Il tema è quello drammatico della dilacerazione tra amore ideale e amore sensuale: “La preferenza di Alexis per il piacere gustato indipendentemente dall’amore e la sua diffidenza verso ogni legame prolungato sono caratteristiche di un’epoca in rivolta contro un secolo di esagerazioni romantiche.” Come verrà esplicitato nell’opera: “Così ho dissociato l’amore.

Margherita Yourcenar rivela anche gli antecedenti letterari e gli influssi che hanno agito sulla composizione dell’opera.
“Il nome del protagonista… deriva dalla seconda egloga di Virgilio, Alexis…”
Il sottotitolo… Il trattato della lotta vana, fa eco al Trattato del desiderio vano … di André Gide.”

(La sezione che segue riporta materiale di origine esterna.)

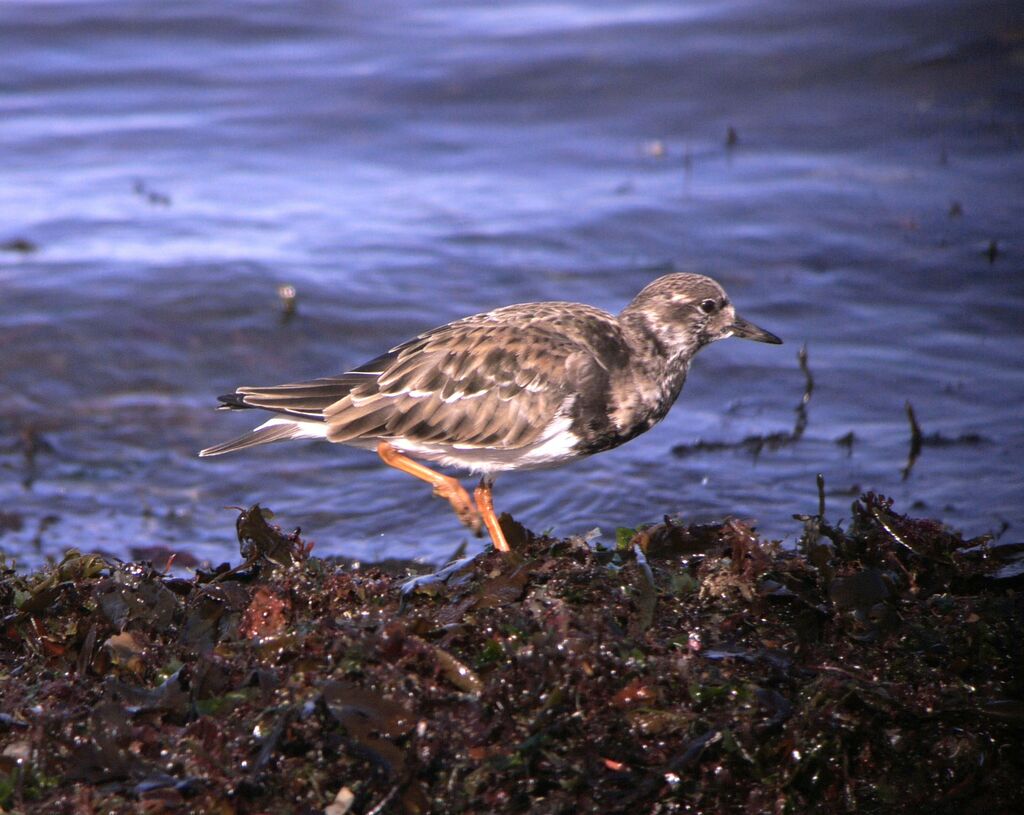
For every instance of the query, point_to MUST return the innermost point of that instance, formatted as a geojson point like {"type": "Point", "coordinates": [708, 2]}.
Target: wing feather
{"type": "Point", "coordinates": [492, 380]}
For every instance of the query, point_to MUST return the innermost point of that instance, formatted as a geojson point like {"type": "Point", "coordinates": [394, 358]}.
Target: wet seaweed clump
{"type": "Point", "coordinates": [690, 669]}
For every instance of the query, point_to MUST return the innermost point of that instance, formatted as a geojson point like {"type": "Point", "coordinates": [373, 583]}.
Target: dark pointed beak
{"type": "Point", "coordinates": [748, 331]}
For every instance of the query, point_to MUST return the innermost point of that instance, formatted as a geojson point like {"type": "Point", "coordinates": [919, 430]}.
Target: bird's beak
{"type": "Point", "coordinates": [748, 331]}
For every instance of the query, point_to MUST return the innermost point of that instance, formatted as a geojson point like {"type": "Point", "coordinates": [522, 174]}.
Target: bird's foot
{"type": "Point", "coordinates": [454, 492]}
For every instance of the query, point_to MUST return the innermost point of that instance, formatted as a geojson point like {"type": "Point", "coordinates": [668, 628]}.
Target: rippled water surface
{"type": "Point", "coordinates": [402, 164]}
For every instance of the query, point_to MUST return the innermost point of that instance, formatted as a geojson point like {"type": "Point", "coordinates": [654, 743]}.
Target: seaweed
{"type": "Point", "coordinates": [875, 668]}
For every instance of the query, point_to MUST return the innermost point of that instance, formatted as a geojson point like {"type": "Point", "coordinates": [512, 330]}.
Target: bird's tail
{"type": "Point", "coordinates": [274, 430]}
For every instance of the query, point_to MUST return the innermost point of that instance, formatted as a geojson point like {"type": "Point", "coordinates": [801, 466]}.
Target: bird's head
{"type": "Point", "coordinates": [685, 312]}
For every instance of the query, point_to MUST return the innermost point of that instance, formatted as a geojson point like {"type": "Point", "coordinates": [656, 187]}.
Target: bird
{"type": "Point", "coordinates": [524, 386]}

Anche se i riferimenti a Gide non sono poi così sostanziali (“Le opere di Gide… la loro influenza su Alexis fu dovuta… al rumore da esse sollevato, a quella specie di pubblica discussione organizzantesi intorno a un problema fin allora esaminato a porte chiuse…”), mentre potentemente opera “l’influenza dell’opera grave e commossa di Rilke”.

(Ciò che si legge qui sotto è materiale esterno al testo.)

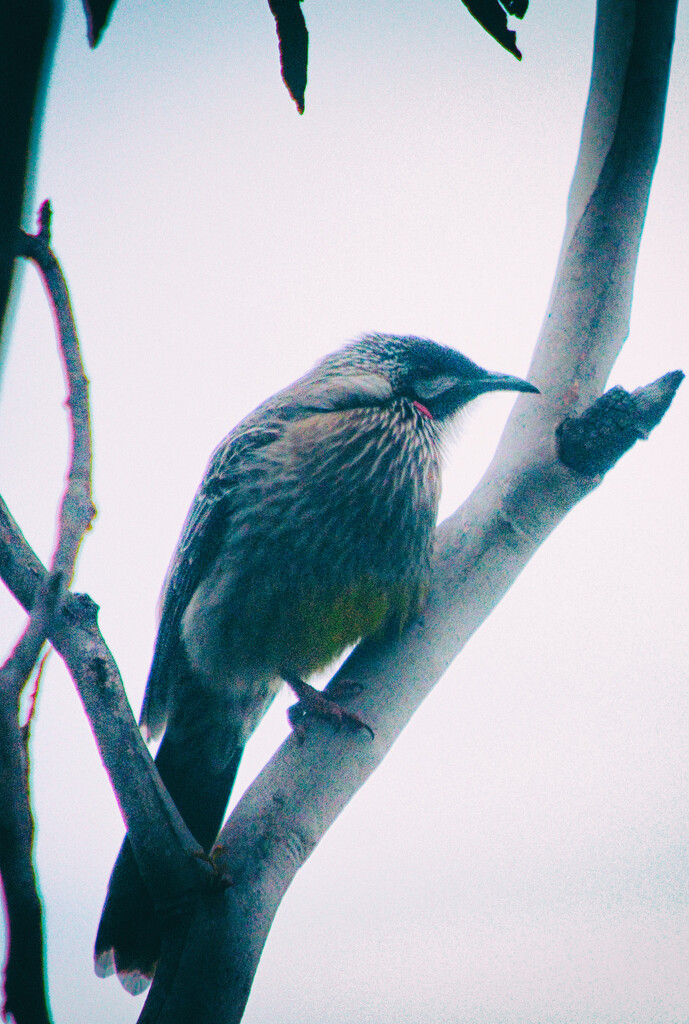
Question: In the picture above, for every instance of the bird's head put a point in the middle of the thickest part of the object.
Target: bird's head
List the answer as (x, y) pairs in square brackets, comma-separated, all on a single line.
[(379, 368)]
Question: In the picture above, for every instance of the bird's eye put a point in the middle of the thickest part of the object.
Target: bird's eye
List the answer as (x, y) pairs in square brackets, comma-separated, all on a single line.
[(431, 387)]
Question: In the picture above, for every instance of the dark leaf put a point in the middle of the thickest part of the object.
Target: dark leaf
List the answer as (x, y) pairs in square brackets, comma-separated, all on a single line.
[(516, 7), (293, 38), (492, 17), (97, 14)]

Nel testo trapelano la vocazione drammatica (“È già abbastanza essere prigioniero di un istinto, senza doverlo essere anche di una passione; e io credo sinceramente di non aver mai amato”), l’intimismo (“Il mio peccato non aveva avuto per testimone che un complice e questo complice era scomparso. È l’opinione altrui che conferisce ai nostri atti una sorta di realtà; i miei, ignorati da tutti, non avevano maggior realtà dei gesti compiuti in sogno”) e lo psicologismo (“La nostra memoria è anche il nostro zimbello. A forza di ripeterci ciò che avremmo dovuto fare, ci pare impossibile non averlo fatto. Il vizio consisteva per me nell’abitudine al peccato; non sapevo che è più difficile cedere una volta sola che non cedere mai”), le inquietudini esistenziali (“I fantasmi sono invisibili perché li portiamo in noi”) ed esistenzialiste (“Amica mia, a torto noi crediamo che la vita ci trasformi: essa ci consuma…”), la sensibilità raffinata (“È la nostra immaginazione che si sforza di rivestire le cose, ma le cose sono divinamente nude”) di una delle scrittrici più apprezzate del secolo scorso.